User process handles do not cross that boundary:

const shell = await sandbox.startShell('cat');

await sandbox.zygote(); // rejects while shell is active

await shell.kill();
await shell.wait(); // rejects because the process was terminated

The boundary is strict because a zygote is a template. It cannot contain host-owned leftovers from a parent that no longer exists as a running sandbox.

Destroy Is Cancellation, Not Success

Sandbox destruction has its own lifecycle rule: cleanup should be idempotent, but user-facing waits should remain truthful.

KalahariSandbox.destroy() asks the existing process registry to close all active processes before destroying the native sandbox. Closing an already-finished PTY is tolerated during cleanup. A process that is being waited on, however, should not resolve as exitCode: 0 just because destruction closed its session.

So termination records an error, closes the PTY, deletes the registry entry, and causes in-flight or later wait() calls on that handle to reject. The cleanup path can be forgiving without turning cancellation into a successful command result.
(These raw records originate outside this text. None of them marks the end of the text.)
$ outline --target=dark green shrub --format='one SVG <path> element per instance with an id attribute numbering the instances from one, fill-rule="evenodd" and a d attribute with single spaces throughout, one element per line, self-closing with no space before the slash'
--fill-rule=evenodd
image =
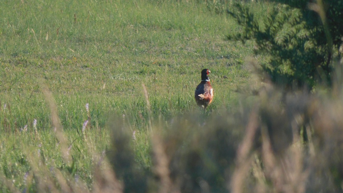
<path id="1" fill-rule="evenodd" d="M 332 59 L 338 55 L 343 36 L 343 2 L 326 0 L 323 5 L 307 0 L 271 1 L 275 3 L 268 3 L 269 11 L 260 16 L 246 3 L 234 4 L 227 13 L 242 29 L 227 39 L 255 41 L 255 54 L 269 58 L 259 70 L 279 86 L 331 85 Z"/>

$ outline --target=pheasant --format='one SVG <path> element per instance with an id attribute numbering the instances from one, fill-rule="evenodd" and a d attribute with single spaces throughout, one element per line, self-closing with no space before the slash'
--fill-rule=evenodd
<path id="1" fill-rule="evenodd" d="M 201 71 L 201 82 L 197 87 L 194 94 L 197 104 L 204 109 L 211 103 L 213 98 L 213 89 L 207 76 L 210 72 L 211 71 L 208 69 Z"/>

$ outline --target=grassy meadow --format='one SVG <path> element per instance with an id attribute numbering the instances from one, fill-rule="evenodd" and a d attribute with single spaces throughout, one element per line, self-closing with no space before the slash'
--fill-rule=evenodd
<path id="1" fill-rule="evenodd" d="M 341 192 L 340 87 L 257 80 L 218 2 L 3 1 L 0 192 Z"/>
<path id="2" fill-rule="evenodd" d="M 238 27 L 204 3 L 6 1 L 0 6 L 0 170 L 14 189 L 2 184 L 2 191 L 45 190 L 35 178 L 44 171 L 33 166 L 41 155 L 47 168 L 79 177 L 91 189 L 90 149 L 101 155 L 110 145 L 107 124 L 114 114 L 125 115 L 137 136 L 136 159 L 149 168 L 149 120 L 198 111 L 193 95 L 202 69 L 212 72 L 211 111 L 237 104 L 235 91 L 248 82 L 244 65 L 251 46 L 225 41 Z M 45 97 L 45 87 L 52 99 Z M 47 100 L 55 101 L 65 144 L 55 137 Z M 68 161 L 62 145 L 72 158 Z"/>

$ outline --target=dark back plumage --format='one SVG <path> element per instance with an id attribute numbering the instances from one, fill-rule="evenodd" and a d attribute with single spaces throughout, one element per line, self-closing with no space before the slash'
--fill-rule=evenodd
<path id="1" fill-rule="evenodd" d="M 210 72 L 211 71 L 207 69 L 201 71 L 201 81 L 197 87 L 194 94 L 197 104 L 204 109 L 212 102 L 213 97 L 213 89 L 208 76 Z"/>

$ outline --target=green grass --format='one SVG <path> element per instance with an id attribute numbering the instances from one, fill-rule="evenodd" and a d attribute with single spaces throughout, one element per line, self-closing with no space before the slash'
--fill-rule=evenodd
<path id="1" fill-rule="evenodd" d="M 170 105 L 177 113 L 194 107 L 193 90 L 203 68 L 212 72 L 214 109 L 236 102 L 233 91 L 247 82 L 243 64 L 251 48 L 225 41 L 237 26 L 204 4 L 3 4 L 12 8 L 4 9 L 0 23 L 0 100 L 11 105 L 21 126 L 37 117 L 44 119 L 41 128 L 49 125 L 40 82 L 52 92 L 64 127 L 74 129 L 87 103 L 102 127 L 109 111 L 146 117 L 142 83 L 156 114 L 167 116 Z"/>
<path id="2" fill-rule="evenodd" d="M 2 2 L 2 175 L 20 191 L 41 190 L 25 184 L 39 179 L 24 179 L 26 173 L 34 178 L 33 165 L 40 149 L 45 167 L 58 169 L 67 179 L 79 176 L 91 188 L 96 162 L 89 147 L 101 155 L 108 147 L 107 124 L 113 114 L 126 115 L 130 132 L 136 132 L 136 159 L 149 168 L 149 120 L 198 111 L 193 92 L 204 68 L 212 72 L 215 96 L 209 111 L 231 109 L 239 101 L 234 91 L 248 84 L 244 64 L 252 45 L 225 41 L 238 26 L 208 8 L 176 1 Z M 150 117 L 142 83 L 149 93 Z M 71 162 L 63 160 L 52 131 L 43 84 L 56 101 Z M 82 128 L 87 103 L 86 141 Z M 25 125 L 27 131 L 20 131 Z"/>

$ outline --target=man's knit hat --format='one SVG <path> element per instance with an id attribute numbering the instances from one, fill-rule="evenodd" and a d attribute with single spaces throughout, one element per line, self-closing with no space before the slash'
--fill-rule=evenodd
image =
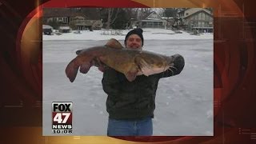
<path id="1" fill-rule="evenodd" d="M 144 42 L 144 38 L 143 38 L 143 35 L 142 35 L 142 33 L 143 33 L 143 30 L 141 28 L 136 28 L 136 29 L 134 29 L 130 31 L 129 31 L 126 36 L 126 39 L 125 39 L 125 45 L 126 44 L 126 40 L 127 38 L 129 38 L 130 35 L 131 34 L 137 34 L 139 36 L 139 38 L 141 38 L 142 39 L 142 45 L 143 46 L 143 42 Z"/>

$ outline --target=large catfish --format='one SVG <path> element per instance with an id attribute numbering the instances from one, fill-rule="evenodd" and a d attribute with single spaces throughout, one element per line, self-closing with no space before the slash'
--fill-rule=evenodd
<path id="1" fill-rule="evenodd" d="M 66 74 L 73 82 L 78 68 L 86 74 L 92 66 L 106 65 L 122 73 L 132 82 L 137 75 L 158 74 L 173 66 L 173 57 L 146 50 L 126 49 L 116 39 L 110 39 L 105 46 L 78 50 L 78 56 L 66 68 Z"/>

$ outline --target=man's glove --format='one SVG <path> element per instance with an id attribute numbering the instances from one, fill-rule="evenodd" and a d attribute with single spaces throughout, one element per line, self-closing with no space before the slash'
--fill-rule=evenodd
<path id="1" fill-rule="evenodd" d="M 172 55 L 171 57 L 173 58 L 173 63 L 174 63 L 173 67 L 177 69 L 178 73 L 180 73 L 183 70 L 183 67 L 185 65 L 184 58 L 182 55 L 178 54 Z"/>

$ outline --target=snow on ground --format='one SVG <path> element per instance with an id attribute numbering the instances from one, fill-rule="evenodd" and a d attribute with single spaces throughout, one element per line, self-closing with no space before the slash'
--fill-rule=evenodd
<path id="1" fill-rule="evenodd" d="M 186 64 L 180 74 L 159 81 L 154 135 L 213 135 L 213 34 L 170 34 L 166 33 L 170 30 L 144 30 L 143 49 L 166 55 L 180 54 Z M 44 135 L 54 135 L 52 102 L 73 102 L 72 135 L 106 135 L 108 114 L 101 83 L 102 73 L 92 67 L 86 74 L 78 73 L 71 83 L 65 68 L 77 50 L 104 45 L 111 38 L 123 43 L 124 37 L 102 35 L 96 30 L 43 35 Z"/>
<path id="2" fill-rule="evenodd" d="M 202 34 L 201 35 L 191 35 L 182 31 L 182 34 L 175 34 L 170 30 L 166 29 L 143 29 L 143 36 L 146 39 L 213 39 L 213 34 Z M 112 33 L 119 30 L 112 30 Z M 82 31 L 82 34 L 74 34 L 66 33 L 61 35 L 43 35 L 43 40 L 106 40 L 116 38 L 124 40 L 129 30 L 120 30 L 119 35 L 111 35 L 111 30 Z M 105 33 L 105 34 L 104 34 Z"/>

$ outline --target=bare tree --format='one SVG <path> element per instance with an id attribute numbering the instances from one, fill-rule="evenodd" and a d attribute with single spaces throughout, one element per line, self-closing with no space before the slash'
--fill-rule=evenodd
<path id="1" fill-rule="evenodd" d="M 108 8 L 107 9 L 107 21 L 106 21 L 106 29 L 109 30 L 110 25 L 114 22 L 116 18 L 118 18 L 118 14 L 119 13 L 120 8 Z"/>

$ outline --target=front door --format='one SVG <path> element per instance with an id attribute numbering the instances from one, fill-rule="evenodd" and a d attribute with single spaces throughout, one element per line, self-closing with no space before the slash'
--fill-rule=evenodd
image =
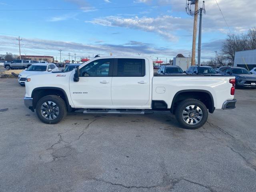
<path id="1" fill-rule="evenodd" d="M 112 106 L 112 60 L 94 60 L 80 68 L 78 82 L 74 82 L 71 77 L 70 90 L 75 107 L 107 108 Z"/>
<path id="2" fill-rule="evenodd" d="M 149 65 L 144 59 L 115 59 L 111 94 L 116 108 L 149 108 Z M 153 68 L 153 66 L 152 66 Z"/>

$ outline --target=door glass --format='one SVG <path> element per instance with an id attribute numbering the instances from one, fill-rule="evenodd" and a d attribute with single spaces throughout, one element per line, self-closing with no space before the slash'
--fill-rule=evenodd
<path id="1" fill-rule="evenodd" d="M 110 59 L 94 61 L 79 70 L 80 77 L 105 77 L 108 76 Z"/>
<path id="2" fill-rule="evenodd" d="M 142 59 L 118 59 L 118 77 L 143 77 L 145 76 L 145 62 Z"/>

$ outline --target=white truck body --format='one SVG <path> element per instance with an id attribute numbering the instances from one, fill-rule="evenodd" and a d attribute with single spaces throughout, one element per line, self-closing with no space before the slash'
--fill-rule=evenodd
<path id="1" fill-rule="evenodd" d="M 235 103 L 234 95 L 230 94 L 232 84 L 230 83 L 230 80 L 234 79 L 234 77 L 156 75 L 154 76 L 153 62 L 149 57 L 96 58 L 78 67 L 81 70 L 86 65 L 104 59 L 113 61 L 116 61 L 116 59 L 142 59 L 144 61 L 144 75 L 80 76 L 78 82 L 74 81 L 76 70 L 30 76 L 27 77 L 30 81 L 26 82 L 26 106 L 32 110 L 35 109 L 36 103 L 32 103 L 35 102 L 34 100 L 32 101 L 35 92 L 47 89 L 52 90 L 56 89 L 58 91 L 64 92 L 68 108 L 76 109 L 164 110 L 172 111 L 176 104 L 175 100 L 179 100 L 182 97 L 187 99 L 194 98 L 196 95 L 194 93 L 199 94 L 199 97 L 205 94 L 208 96 L 206 96 L 211 100 L 208 101 L 208 106 L 212 104 L 208 108 L 210 112 L 213 112 L 215 108 L 223 108 L 227 101 L 233 101 Z M 52 91 L 50 92 L 52 94 Z M 203 99 L 202 100 L 204 99 Z"/>

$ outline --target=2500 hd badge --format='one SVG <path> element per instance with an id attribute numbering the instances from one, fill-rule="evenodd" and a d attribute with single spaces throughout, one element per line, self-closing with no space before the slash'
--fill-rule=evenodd
<path id="1" fill-rule="evenodd" d="M 73 92 L 73 94 L 87 94 L 88 92 Z"/>

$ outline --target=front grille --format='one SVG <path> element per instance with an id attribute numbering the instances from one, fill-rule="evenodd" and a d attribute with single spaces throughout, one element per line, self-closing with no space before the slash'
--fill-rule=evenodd
<path id="1" fill-rule="evenodd" d="M 244 83 L 244 84 L 249 84 L 250 85 L 252 83 L 256 83 L 256 81 L 246 81 Z"/>

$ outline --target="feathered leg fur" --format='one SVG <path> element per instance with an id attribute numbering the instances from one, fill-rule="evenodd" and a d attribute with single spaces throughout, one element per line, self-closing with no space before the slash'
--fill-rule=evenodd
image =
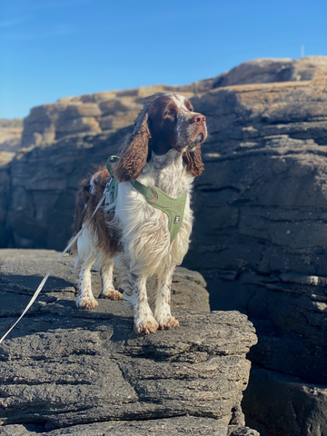
<path id="1" fill-rule="evenodd" d="M 158 280 L 157 292 L 154 297 L 154 318 L 159 322 L 159 328 L 174 329 L 179 322 L 171 312 L 171 289 L 174 268 L 163 279 Z"/>

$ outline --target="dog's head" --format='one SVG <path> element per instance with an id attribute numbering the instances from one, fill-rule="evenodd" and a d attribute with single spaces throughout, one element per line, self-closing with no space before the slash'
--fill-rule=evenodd
<path id="1" fill-rule="evenodd" d="M 195 177 L 203 170 L 200 147 L 206 136 L 205 116 L 193 112 L 185 97 L 175 93 L 154 95 L 122 147 L 115 177 L 119 182 L 135 180 L 152 152 L 162 155 L 172 149 L 183 154 L 187 171 Z"/>

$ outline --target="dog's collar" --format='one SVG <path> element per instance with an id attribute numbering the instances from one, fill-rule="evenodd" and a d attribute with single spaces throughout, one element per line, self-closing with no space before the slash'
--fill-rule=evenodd
<path id="1" fill-rule="evenodd" d="M 110 156 L 105 163 L 105 166 L 114 179 L 113 166 L 118 160 L 118 156 Z M 113 189 L 117 194 L 116 181 L 114 184 L 111 183 L 109 189 Z M 173 198 L 164 193 L 156 186 L 145 186 L 137 180 L 130 182 L 132 186 L 140 193 L 146 200 L 146 202 L 156 209 L 164 212 L 168 216 L 168 228 L 171 235 L 171 243 L 175 239 L 179 231 L 181 230 L 185 210 L 187 191 L 184 191 L 178 198 Z M 115 186 L 115 187 L 114 187 Z M 115 198 L 114 199 L 114 201 Z"/>

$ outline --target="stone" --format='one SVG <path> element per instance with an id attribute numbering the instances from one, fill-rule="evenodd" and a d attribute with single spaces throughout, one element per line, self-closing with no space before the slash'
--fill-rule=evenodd
<path id="1" fill-rule="evenodd" d="M 173 89 L 192 99 L 206 116 L 209 131 L 202 147 L 205 171 L 194 183 L 195 221 L 183 265 L 205 277 L 212 309 L 241 311 L 254 323 L 259 342 L 249 356 L 258 368 L 323 391 L 326 56 L 249 61 L 185 87 L 98 93 L 61 99 L 51 110 L 36 108 L 25 132 L 36 135 L 38 145 L 20 151 L 5 170 L 10 168 L 12 175 L 3 243 L 63 249 L 73 232 L 79 180 L 117 153 L 146 95 Z M 100 115 L 87 113 L 85 118 L 94 119 L 101 132 L 73 134 L 63 128 L 64 136 L 55 139 L 59 106 L 65 111 L 84 104 L 99 108 Z M 200 307 L 204 299 L 196 297 L 197 285 L 202 286 L 193 280 L 192 285 L 180 284 L 183 293 L 173 289 L 176 301 L 183 307 L 193 301 Z M 270 386 L 267 380 L 260 379 L 263 390 L 264 383 Z M 279 383 L 288 389 L 286 380 Z M 255 422 L 259 427 L 264 422 L 264 431 L 277 434 L 281 427 L 266 418 L 269 409 L 260 401 L 257 409 L 249 403 L 257 411 Z M 290 422 L 292 408 L 285 411 L 284 421 Z M 309 436 L 311 418 L 304 416 L 302 436 Z"/>
<path id="2" fill-rule="evenodd" d="M 260 429 L 262 436 L 327 432 L 326 387 L 296 377 L 254 366 L 243 407 L 248 425 Z"/>
<path id="3" fill-rule="evenodd" d="M 16 152 L 21 147 L 23 120 L 0 119 L 0 152 Z"/>
<path id="4" fill-rule="evenodd" d="M 0 251 L 0 335 L 57 254 Z M 0 346 L 0 434 L 227 436 L 244 427 L 245 355 L 256 342 L 245 315 L 176 308 L 179 329 L 140 336 L 121 301 L 102 299 L 95 310 L 79 311 L 74 278 L 64 256 Z M 204 283 L 178 269 L 175 286 L 187 282 Z"/>

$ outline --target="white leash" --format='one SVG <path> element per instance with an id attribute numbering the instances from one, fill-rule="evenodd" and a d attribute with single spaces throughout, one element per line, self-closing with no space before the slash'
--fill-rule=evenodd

The API Is Boring Because the Scheduler Is Precise

The public surface stays small:

const task = await sandbox.startProcess('node', {
  args: ['worker.js'],
  cwd: '/workspace',
  onStdout: (chunk) => console.log(chunk),
});

await task.sendStdin('status\n');
const result = await task.wait();

Behind that are parked VM runs, epoch attachments, reattachable command handles, output backpressure, callback failures, registry ownership, PTY cleanup, zygote conversion, and sandbox destruction.

That complexity belongs below the API. Kalahari users should not need to know whether a command survived a parked VM run or whether an E2B-compatible wrapper created the handle. They should get one coherent process lifecycle.

The lesson is that a sandbox SDK cannot paper over scheduler ambiguity. If the VM lifecycle is precise, the product API can be ordinary.